# Sand vs. Eco-complete



## AlecFish (Nov 26, 2011)

I honestly cannot decide between black diamond sand or Eco complete gravel.
Anybody who knows which option would be better in a planted tank. I already have substrate (ferts) on the bottom as an added layer. 


I already have the sand but I've been told that eco-complete requiers less work and looks slightly better. I sort of have to agree with that. But eco-complete is quite expensive. 

What should I do?


----------



## tatersalad (Dec 7, 2011)

Well, the black diamond won't absorb ferts like the eco is supposed to, but it is a fraction of the cost. If you use it to cap dirt or something else, then it doesn't really matter I guess.


----------



## AlecFish (Nov 26, 2011)

As far as looks, which looks better?


----------



## tatersalad (Dec 7, 2011)

The black diamond is a smaller grain size than the eco. I have both, the black diamond is in my big tank capping some dirt and the eco is in my little fluval edge because it took less than one bag to do that tank with. The way I had it figured it would have cost me upwards of $250 to do my big tank with eco, where as it only cost me like $17 for the 100lb bag of black diamond. To me the black diamond is easier to plant in, the eco is kinda light. I'm sure others will chime in on this thread soon.


----------



## AlecFish (Nov 26, 2011)

Does your black diamond sand have a 'shine' to it. I bought the black diamond and it seems like there's a shine like glass. Not sure how it'll look under light...


----------



## KrazyFish (Dec 23, 2010)

If you have lots of money buy Eco or Florite either works excellent especially as it ages and absorbs nutrients. You still will need to add root tabs.

If you like to save money use Black Diamond as a cap for some MGOPS or MTS.

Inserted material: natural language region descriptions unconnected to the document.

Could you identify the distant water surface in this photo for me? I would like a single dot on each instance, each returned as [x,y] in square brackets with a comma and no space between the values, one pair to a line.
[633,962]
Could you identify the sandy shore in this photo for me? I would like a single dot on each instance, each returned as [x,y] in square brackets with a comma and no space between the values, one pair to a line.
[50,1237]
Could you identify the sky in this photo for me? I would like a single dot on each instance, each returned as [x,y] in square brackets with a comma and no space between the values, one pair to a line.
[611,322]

In terms of looks - I like either, it is personnal preference really. But they both look very nice IMO.


----------



## cameron (Oct 3, 2003)

I like my black diamond tank. If money were no object I would probably use eco-complete (well, if it were no objectI would probably use Aqua Soil). I like my Fluorite, too, but buying from scratch the advantages, to me, are too small to justify the cost increase. If the tank were smaller I would say buy the best, but a 75 will require enough that I would just buy black diamond. It does have a bit of shinyness, but I don't reallynotice and when I doI don't mind it.


----------



## msawdey (Apr 6, 2009)

I have flourite black sand and love it.. so do my plants.. I had eco complete previously and think the sand is much easier to plant in and looks alot better 

Just make sure you rinse the hell out of flourite sand (people will say differently but i had to)


----------



## AlecFish (Nov 26, 2011)

Yeah I'll just stick with black diamond. Hopefully the shininess won't be to noticeable when in-tank. I just looked up prices and its $20 a bag of eco-complete. Being a teenager I just can't get $80 worth of it. I actually snagged the sand for $16 and that's 100 lbs. worth so its a killer deal. 

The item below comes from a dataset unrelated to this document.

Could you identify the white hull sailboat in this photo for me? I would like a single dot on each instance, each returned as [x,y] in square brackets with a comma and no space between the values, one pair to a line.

How do you suggest I rinse the sand? 

I have 100 lbs. how much should I use? How many inches should I do? 

Any scaping methods that go well with a black substrate?


----------



## tatersalad (Dec 7, 2011)

You gotta rinse that black diamond alot too, that will get some of that shiney out. When you rinse it you will notice tiny small shiney flakes all in the water.


----------



## tatersalad (Dec 7, 2011)

I usually rinse that stuff one 5 gallon bucket at a time, fill the bucket about half to three quarters full of the gravel and just take the water hose and run water into it and turn it over repeatedly with your hands. Just rinse a little and dump the water off and then rinse it again and again until there is little to no shiney debris in the water you pour off of it.


----------



## AlecFish (Nov 26, 2011)

Alright, I'll try that tomorrow and see if I can make it run clear.


----------